Depuis le 1er février 2026, les taux de l’épargne réglementée ont été révisés à la baisse. Livret A, LEP, LDDS, PEL, fonds euros en assurance-vie : les niveaux de rémunération varient significativement d’un produit à l’autre.
Voici les chiffres officiels en vigueur ce mois-ci, avec leur fiscalité respective, pour que chaque épargnant puisse les comparer à sa propre situation.
Les taux officiels en vigueur en mars 2026
| Produit | Taux brut | Fiscalité | Plafond |
| Livret A | 1,5 % net | Exonéré IR et PS | 22 950 € |
| LDDS | 1,5 % net | Exonéré IR et PS | 12 000 € |
| LEP * | 2,5 % net | Exonéré IR et PS | 10 000 € |
| PEL (ouvert en 2026) | 2 % brut / 1,4 % net | Flat tax 30 % | 61 200 € |
| CEL | 1 % brut | Flat tax 30 % | 15 300 € |
| Fonds euros (assurance-vie) | ~2,6 % brut (2024) | PS 17,2 % + IR selon durée | Sans plafond |
Sources : arrêté du 28 janvier 2026 (JO), Ministère de l’Économie (communiqué du 15 janvier 2026), ACPR (fonds euros 2024). * LEP soumis à conditions de ressources. IR = impôt sur le revenu. PS = prélèvements sociaux (17,2 %).

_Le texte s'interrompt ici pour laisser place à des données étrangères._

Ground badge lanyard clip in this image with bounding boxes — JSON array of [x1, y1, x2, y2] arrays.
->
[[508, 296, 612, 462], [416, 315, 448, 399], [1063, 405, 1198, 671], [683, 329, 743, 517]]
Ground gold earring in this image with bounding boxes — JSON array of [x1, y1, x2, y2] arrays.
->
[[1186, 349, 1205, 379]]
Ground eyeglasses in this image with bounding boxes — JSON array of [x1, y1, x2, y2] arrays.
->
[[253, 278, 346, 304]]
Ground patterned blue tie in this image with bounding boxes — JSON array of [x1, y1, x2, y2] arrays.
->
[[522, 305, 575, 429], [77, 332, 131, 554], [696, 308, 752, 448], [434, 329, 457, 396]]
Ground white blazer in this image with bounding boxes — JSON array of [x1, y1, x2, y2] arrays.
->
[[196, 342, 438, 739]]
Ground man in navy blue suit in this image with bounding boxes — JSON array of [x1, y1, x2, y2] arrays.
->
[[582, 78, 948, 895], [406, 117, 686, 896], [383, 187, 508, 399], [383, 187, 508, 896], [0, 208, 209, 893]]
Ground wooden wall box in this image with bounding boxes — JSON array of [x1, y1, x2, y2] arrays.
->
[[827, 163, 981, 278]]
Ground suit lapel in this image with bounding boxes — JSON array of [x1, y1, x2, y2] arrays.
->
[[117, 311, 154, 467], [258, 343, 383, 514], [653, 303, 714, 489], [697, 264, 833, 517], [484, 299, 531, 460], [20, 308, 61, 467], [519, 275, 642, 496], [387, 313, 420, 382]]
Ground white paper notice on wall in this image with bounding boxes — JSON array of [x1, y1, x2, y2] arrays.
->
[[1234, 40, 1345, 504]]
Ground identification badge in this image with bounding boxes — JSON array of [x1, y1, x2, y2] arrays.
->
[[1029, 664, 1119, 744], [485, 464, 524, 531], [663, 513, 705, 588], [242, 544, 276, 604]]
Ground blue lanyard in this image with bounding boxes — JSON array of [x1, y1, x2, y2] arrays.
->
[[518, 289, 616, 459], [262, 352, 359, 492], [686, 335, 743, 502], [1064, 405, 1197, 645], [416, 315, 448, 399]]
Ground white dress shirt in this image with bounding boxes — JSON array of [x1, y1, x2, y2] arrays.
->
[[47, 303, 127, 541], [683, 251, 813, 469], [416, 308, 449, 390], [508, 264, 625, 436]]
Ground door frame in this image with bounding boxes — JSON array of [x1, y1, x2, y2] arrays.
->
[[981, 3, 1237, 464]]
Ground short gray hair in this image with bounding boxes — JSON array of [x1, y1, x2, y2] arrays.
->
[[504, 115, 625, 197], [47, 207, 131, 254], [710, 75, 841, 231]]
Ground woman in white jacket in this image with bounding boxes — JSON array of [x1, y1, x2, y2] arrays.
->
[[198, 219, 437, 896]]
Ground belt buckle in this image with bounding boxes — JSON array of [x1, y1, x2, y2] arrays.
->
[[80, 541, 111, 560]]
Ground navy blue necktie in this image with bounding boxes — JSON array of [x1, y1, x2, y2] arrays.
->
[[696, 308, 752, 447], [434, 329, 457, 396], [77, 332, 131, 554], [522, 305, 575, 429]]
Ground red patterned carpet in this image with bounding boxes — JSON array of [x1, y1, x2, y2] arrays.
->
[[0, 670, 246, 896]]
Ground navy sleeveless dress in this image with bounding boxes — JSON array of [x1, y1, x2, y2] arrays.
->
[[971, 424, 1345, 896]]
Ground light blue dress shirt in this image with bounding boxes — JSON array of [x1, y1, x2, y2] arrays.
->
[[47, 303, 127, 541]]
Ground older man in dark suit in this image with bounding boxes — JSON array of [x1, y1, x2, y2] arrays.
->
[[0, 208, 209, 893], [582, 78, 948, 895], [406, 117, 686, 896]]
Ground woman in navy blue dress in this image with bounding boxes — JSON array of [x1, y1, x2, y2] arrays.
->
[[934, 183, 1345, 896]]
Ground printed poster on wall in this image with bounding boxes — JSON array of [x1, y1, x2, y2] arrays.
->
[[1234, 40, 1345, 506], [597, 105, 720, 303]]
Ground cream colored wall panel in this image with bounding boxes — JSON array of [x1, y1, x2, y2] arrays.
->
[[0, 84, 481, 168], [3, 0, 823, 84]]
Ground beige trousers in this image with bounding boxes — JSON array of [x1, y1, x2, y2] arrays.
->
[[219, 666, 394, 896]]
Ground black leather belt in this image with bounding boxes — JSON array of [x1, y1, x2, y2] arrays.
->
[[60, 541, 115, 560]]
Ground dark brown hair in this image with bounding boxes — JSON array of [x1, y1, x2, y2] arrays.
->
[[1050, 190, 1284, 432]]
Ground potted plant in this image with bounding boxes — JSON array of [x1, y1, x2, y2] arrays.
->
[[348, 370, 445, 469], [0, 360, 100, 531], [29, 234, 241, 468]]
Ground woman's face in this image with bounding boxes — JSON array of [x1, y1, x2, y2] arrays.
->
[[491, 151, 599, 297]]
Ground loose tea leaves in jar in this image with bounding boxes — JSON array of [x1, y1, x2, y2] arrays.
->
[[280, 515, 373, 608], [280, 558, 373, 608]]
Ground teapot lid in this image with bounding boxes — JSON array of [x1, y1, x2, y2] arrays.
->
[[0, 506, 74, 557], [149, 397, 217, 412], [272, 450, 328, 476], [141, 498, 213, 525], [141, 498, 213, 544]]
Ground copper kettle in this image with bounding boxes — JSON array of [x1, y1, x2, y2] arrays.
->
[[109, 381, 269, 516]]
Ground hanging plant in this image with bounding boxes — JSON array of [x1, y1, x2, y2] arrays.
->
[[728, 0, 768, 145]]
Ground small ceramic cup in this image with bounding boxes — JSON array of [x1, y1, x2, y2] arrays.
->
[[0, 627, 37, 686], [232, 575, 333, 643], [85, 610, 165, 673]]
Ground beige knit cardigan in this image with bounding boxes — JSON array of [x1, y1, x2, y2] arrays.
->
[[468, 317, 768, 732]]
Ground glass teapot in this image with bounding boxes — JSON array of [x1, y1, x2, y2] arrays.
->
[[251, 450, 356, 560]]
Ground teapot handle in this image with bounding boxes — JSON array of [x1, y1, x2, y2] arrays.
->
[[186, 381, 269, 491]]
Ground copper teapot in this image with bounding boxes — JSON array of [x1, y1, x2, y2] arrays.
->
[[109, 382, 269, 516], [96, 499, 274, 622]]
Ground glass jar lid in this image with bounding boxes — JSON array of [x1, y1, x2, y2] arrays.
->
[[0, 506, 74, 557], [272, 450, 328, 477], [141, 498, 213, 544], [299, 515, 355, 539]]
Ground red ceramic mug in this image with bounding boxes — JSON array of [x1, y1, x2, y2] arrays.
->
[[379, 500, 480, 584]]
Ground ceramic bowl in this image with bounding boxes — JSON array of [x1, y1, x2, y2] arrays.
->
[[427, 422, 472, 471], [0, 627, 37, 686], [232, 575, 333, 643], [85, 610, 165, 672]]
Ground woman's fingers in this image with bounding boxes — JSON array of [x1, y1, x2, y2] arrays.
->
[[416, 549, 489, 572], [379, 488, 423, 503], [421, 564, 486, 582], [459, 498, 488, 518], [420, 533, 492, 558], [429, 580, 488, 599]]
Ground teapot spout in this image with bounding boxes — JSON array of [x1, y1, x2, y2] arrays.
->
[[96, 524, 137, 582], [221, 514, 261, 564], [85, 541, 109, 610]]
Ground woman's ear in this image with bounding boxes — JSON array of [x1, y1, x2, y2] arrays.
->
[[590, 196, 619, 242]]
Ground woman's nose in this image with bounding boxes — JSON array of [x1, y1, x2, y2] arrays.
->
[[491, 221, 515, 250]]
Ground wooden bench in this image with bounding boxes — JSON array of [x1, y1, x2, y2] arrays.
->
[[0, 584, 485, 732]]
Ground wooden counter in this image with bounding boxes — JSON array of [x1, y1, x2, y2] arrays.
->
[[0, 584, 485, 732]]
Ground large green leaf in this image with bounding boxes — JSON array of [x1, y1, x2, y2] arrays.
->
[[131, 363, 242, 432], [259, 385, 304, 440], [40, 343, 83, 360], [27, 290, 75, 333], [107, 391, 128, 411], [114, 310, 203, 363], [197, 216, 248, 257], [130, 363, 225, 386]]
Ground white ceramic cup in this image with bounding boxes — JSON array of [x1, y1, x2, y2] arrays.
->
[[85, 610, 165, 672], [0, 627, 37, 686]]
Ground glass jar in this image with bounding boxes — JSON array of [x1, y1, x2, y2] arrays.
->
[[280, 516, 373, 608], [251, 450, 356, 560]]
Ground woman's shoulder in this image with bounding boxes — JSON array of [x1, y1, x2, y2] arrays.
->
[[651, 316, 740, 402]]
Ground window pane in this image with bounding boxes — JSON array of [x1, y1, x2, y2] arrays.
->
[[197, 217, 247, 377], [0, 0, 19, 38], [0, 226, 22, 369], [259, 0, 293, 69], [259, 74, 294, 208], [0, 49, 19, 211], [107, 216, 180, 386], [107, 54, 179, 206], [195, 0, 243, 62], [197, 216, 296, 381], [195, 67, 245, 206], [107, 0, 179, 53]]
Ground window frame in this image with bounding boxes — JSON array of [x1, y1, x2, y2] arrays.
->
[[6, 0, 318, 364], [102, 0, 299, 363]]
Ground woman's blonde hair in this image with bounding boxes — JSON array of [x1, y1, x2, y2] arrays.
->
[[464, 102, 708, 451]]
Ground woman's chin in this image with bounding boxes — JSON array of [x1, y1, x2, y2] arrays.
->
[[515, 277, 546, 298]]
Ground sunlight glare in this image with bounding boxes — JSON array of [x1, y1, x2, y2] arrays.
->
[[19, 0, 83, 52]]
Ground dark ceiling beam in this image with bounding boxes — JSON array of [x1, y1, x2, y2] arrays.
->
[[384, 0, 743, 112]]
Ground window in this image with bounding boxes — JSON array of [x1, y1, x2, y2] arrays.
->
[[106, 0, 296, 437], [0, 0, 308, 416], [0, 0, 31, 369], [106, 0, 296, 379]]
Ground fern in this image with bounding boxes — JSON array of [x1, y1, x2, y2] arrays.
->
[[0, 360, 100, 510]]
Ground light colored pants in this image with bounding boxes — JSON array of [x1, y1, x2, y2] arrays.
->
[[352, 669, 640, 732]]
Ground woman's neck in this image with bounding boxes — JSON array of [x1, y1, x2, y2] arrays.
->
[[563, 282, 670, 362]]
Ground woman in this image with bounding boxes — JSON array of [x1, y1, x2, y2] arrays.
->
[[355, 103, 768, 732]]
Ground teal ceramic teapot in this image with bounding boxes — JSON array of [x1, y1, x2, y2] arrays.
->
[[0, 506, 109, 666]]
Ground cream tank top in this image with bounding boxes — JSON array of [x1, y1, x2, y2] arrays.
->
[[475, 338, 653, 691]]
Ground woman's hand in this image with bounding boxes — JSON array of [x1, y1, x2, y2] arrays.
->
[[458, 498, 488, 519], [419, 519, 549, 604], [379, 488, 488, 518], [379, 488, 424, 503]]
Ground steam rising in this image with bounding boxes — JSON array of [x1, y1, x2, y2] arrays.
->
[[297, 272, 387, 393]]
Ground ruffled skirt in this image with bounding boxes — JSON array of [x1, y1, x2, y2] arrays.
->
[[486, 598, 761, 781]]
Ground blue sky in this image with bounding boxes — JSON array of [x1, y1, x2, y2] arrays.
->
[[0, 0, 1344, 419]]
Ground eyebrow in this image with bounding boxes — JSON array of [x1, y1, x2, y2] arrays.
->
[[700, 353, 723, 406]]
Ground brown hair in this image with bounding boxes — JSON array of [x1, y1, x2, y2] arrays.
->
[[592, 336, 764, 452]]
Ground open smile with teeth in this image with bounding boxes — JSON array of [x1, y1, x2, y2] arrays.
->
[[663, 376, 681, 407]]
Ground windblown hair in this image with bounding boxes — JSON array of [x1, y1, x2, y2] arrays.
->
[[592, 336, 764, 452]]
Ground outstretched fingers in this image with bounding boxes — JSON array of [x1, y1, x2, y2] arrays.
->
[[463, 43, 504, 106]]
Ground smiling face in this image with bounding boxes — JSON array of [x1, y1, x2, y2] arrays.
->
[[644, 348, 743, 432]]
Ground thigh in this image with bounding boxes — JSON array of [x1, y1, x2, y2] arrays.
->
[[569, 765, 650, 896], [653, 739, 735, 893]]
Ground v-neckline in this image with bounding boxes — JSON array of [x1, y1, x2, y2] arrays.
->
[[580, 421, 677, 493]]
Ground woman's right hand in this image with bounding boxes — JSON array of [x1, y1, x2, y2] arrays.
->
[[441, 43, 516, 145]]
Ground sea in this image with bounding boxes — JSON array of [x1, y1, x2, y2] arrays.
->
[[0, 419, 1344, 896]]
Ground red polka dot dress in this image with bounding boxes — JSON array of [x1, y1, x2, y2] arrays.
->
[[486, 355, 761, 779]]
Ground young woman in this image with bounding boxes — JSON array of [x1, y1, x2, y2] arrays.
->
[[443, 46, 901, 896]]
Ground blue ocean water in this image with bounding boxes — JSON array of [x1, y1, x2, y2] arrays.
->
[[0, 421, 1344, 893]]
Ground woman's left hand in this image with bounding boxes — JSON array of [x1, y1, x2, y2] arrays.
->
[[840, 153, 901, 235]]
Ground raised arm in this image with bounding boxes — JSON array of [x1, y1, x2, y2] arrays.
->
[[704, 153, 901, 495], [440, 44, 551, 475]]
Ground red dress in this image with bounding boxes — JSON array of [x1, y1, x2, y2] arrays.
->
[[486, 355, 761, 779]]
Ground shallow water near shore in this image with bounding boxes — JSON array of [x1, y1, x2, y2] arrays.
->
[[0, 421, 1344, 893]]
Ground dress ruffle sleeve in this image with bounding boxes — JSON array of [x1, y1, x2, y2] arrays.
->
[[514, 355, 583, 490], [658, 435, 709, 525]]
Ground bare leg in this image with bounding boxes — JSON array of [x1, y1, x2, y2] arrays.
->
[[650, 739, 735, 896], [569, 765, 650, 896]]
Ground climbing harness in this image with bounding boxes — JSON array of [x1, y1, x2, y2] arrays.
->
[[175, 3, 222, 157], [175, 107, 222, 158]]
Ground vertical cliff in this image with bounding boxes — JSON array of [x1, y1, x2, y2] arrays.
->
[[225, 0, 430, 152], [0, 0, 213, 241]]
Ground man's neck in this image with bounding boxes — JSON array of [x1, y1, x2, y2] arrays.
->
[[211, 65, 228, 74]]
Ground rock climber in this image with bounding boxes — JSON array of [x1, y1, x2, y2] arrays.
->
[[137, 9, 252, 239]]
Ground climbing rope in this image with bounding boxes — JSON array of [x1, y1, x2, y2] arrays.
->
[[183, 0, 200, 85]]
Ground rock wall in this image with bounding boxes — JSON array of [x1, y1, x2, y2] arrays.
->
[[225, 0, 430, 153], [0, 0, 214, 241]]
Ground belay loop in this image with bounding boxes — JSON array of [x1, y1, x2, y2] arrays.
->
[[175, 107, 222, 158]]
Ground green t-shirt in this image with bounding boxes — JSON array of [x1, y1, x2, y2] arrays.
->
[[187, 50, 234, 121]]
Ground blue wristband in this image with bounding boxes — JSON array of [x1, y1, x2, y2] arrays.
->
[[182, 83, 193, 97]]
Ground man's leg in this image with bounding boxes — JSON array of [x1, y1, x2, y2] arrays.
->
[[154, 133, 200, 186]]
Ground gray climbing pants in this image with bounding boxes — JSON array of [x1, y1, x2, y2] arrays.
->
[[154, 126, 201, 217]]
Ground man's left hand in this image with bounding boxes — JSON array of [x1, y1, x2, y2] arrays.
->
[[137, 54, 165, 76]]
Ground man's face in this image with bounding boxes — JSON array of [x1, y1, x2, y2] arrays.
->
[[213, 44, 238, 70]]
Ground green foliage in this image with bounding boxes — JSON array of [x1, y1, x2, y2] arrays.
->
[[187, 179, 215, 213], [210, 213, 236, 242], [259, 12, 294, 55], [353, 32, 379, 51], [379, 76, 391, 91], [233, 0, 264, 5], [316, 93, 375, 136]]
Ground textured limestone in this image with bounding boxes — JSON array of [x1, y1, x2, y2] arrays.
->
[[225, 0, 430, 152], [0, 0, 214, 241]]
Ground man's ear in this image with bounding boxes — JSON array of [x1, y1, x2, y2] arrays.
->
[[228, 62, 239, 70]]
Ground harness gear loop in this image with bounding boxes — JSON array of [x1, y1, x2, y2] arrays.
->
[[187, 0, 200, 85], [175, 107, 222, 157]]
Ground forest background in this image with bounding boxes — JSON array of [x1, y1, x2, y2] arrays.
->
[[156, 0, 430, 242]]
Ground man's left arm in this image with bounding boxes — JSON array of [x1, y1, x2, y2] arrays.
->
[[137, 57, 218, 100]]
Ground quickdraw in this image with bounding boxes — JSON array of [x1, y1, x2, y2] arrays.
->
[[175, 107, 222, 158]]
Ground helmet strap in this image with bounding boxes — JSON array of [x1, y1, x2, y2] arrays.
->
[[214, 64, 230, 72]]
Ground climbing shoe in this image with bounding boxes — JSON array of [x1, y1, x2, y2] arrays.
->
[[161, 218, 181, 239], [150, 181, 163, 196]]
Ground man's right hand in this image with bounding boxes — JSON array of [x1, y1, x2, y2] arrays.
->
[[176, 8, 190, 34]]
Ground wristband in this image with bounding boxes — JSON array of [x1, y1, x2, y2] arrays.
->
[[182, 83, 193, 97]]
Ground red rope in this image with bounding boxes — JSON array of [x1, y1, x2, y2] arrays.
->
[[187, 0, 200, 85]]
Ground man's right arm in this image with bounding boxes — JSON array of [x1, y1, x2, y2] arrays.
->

Ce que ces taux signifient concrètement face à l’inflation
L’inflation annuelle s’établissait à 0,9 % sur l’ensemble de l’année 2025, selon l’INSEE. En février 2026, le glissement annuel des prix était de 1,0 % (estimation provisoire INSEE du 27 février 2026). À ce niveau, les livrets exonérés d’impôt dont le taux net dépasse 1 % préservent le pouvoir d’achat de l’épargne, au sens strict. Pour les produits fiscalisés, c’est le taux net après prélèvements qu’il convient de comparer à l’inflation, et non le taux brut affiché.
Le taux du Livret A restera à 1,5 % jusqu’au 31 juillet 2026. La prochaine révision est fixée au 1er août 2026. À cette date, la formule de calcul réglementaire — définie par l’arrêté du 27 janvier 2021 et basée sur l’inflation et les taux monétaires courts — conduira à une réévaluation dont le résultat ne peut pas être déterminé avec certitude à ce stade.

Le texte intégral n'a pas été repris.